Lemon Parmesan Broccoli
Prep: 5 minutes
Cook: 40-45 minutes
Serves: 4


Cooking spray or grease for the pan
3-4 pounds of broccoli
2 tbsp olive oil or coconut oil
1 1/2 lemons
The zest of 2 lemons (zest before you juice)
1/2 cup freshly grated Pecorino Romano (this makes all the difference)
liberal (big) pinches of salt and pepper


1.  Preheat the oven to 425 degrees.

2.  While the oven is heating spray a large cast iron skillet or baking sheet with cooking spray.

3.  Remove the long stems of the broccoli,  but leave just enough stem where you can still pick each floret up by a small stem (in case you eat it with your fingers from the's that good!!)

4.   Place broccoli on pan or in skillet and toss with oil,  and large pinches of salt and pepper.  Spread out evenly so the none of the broccoli is on top of each other.

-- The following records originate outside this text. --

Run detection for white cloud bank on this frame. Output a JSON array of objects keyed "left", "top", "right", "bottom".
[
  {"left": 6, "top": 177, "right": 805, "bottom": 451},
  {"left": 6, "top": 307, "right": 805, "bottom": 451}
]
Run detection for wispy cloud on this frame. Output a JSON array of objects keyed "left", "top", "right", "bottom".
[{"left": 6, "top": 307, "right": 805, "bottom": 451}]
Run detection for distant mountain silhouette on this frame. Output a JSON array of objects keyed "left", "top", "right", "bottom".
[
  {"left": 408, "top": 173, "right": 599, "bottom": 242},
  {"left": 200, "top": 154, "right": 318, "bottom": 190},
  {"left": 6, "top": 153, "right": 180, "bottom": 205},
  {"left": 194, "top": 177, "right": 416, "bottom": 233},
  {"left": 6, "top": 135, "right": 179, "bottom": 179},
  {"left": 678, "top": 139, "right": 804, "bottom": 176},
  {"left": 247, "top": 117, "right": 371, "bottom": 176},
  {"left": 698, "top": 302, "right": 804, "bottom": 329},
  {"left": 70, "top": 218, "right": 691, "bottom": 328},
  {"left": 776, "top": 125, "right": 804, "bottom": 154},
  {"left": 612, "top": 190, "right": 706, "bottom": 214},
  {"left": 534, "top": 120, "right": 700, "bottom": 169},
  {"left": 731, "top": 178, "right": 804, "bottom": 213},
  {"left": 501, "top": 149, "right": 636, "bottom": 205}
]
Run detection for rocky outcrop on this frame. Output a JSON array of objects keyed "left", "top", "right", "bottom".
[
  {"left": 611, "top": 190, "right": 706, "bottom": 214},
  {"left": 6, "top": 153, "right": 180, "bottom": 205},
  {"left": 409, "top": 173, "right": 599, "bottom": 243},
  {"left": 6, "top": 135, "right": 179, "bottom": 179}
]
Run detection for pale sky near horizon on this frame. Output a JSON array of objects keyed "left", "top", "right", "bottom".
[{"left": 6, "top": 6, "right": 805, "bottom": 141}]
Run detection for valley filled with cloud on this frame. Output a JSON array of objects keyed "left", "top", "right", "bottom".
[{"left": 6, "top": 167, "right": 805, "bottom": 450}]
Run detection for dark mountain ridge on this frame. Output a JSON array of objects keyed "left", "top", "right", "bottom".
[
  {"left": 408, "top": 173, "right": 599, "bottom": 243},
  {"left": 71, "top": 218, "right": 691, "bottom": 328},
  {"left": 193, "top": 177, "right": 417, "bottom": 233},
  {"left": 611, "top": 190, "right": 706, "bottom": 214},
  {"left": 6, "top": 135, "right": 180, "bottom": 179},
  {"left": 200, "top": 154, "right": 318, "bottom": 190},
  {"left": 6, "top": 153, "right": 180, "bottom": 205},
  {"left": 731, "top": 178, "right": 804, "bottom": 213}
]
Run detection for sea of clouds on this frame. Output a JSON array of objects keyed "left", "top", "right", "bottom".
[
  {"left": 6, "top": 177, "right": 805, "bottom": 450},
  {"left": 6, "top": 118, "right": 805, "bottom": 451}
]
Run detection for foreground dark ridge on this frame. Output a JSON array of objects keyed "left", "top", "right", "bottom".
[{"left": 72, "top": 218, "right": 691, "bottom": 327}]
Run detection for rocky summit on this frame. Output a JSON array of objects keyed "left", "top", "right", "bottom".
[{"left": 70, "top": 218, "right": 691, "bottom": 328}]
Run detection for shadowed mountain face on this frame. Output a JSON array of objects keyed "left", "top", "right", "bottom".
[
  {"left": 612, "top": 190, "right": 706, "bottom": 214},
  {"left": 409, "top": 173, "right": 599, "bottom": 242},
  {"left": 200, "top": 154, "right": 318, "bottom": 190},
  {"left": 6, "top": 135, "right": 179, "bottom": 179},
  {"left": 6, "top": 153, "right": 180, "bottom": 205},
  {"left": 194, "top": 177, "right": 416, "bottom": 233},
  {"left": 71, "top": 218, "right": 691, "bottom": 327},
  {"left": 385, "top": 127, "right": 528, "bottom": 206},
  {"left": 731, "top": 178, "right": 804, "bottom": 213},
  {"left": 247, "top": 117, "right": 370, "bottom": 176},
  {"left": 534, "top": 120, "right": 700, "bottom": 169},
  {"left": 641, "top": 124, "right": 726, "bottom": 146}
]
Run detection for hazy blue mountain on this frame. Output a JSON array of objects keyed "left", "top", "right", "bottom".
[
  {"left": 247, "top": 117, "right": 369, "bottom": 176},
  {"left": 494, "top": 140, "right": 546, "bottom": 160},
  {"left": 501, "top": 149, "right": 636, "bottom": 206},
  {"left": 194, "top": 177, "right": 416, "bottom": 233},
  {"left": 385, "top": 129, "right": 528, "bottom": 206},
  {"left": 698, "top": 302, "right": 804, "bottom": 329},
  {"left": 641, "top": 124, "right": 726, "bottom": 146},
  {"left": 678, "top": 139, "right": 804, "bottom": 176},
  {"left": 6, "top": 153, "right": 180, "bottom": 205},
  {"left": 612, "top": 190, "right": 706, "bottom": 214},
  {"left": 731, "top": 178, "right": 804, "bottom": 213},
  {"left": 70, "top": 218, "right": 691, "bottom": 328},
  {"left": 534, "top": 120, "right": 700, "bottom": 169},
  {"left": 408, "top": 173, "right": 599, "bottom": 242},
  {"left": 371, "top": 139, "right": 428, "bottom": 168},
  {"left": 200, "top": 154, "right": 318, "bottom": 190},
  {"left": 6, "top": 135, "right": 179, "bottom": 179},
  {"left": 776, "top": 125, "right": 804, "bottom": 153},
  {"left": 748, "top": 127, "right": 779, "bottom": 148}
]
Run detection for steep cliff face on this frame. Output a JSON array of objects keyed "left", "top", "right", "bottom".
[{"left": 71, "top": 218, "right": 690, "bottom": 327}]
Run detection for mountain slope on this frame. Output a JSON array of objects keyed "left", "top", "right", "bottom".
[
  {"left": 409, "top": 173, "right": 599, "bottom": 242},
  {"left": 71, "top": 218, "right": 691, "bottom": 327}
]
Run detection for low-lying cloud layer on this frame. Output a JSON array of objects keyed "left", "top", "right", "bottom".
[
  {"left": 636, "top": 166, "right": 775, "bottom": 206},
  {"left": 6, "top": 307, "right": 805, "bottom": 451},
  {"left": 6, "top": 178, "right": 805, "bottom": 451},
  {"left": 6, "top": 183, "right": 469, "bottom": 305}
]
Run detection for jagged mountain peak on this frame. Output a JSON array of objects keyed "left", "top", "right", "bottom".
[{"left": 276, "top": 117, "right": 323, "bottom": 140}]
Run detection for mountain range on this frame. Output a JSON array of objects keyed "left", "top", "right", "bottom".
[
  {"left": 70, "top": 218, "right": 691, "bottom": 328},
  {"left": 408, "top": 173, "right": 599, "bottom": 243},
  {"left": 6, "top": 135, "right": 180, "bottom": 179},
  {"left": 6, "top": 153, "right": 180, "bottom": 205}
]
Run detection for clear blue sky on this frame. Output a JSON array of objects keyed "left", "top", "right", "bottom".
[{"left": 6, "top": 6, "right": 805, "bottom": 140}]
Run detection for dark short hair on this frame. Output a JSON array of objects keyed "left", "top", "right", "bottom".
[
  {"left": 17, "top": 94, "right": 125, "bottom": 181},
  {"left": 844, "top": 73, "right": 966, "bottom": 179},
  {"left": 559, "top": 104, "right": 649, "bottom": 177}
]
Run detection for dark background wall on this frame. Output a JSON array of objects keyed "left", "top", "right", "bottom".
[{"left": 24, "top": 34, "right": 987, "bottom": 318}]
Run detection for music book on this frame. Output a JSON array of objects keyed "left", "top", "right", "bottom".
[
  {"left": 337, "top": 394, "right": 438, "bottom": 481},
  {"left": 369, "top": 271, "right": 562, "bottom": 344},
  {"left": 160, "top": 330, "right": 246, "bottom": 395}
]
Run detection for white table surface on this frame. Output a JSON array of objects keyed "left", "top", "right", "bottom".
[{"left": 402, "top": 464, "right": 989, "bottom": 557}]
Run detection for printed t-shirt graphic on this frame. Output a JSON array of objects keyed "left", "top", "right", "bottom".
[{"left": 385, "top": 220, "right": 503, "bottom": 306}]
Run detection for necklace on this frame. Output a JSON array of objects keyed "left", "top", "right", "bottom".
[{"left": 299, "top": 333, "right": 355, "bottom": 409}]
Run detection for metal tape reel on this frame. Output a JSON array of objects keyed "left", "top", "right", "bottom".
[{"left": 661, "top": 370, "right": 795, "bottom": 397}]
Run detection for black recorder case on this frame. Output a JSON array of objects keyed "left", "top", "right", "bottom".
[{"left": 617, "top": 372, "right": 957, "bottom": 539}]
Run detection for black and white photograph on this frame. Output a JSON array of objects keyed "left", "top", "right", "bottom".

5.  Place in heated oven and allow to cook for about 30 minutes,  then flip over and allow to cook an additional 10.  When totally done the broccoli should be brown, crispy, and roasted.

6.   While the broccoli is roasting finely grate pecorino romano cheese and lemon zest.   I zest the lemon right into the pile of cheese using the same grater for easy clean up.

7.  Once the broccoli is done remove from the oven,  and immediately mix in cheese, lemon zest, and juice.

SERVE.  OR EAT IT ALL PIPPING HOT WITH YOUR FINGERS.  And regret it later when your fingers are burnt and you have no broccoli snacks.